The CSV file looks like this:

csv

It needs three columns:

  1. Source FlashArray volume name
  2. Temporary volume name (this is the one created from the snapshot and force mounted)
  3. And the cluster to mount the volume to. If you don’t have clusters you will need to tweak the script a little.

Let’s look at a quick example.
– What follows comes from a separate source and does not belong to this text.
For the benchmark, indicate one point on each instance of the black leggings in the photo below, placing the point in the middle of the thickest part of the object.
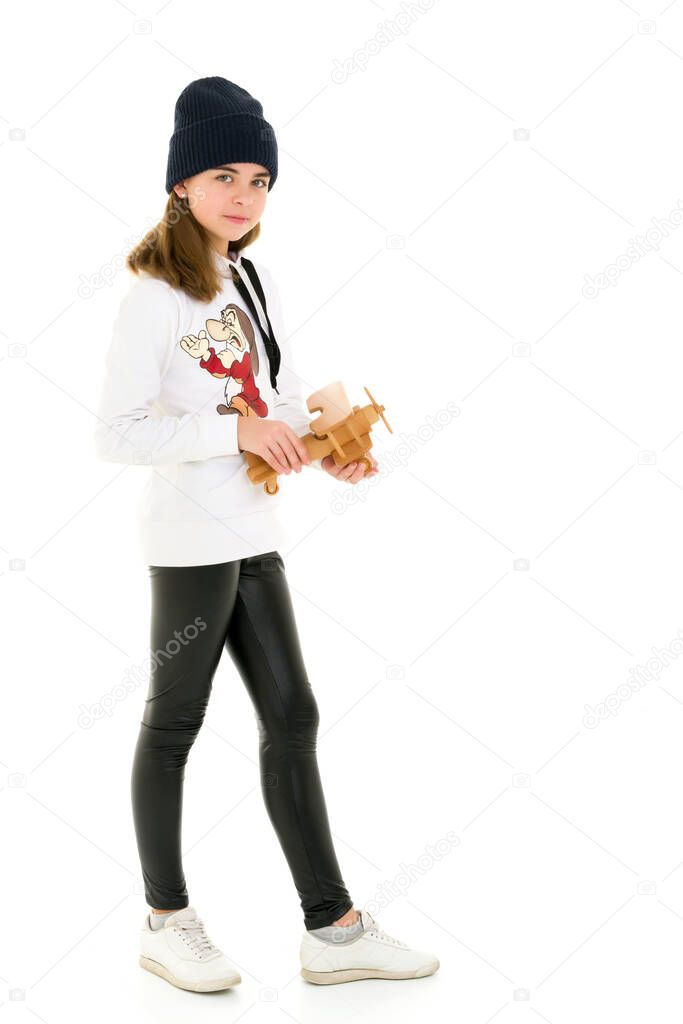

I have:

  1. I have a VM named “VM01”
  2. Running on a VMFS volume named “VMFS01”
  3. It is on a FlashArray named “FAsource” and the physical volume name is “VMFS01vol”
  4. It is replicating to a remote FlashArray named “FAtarget”

My CSV looks like so:

csv2

The volume “VMFS01volrecovery” does not exist right now.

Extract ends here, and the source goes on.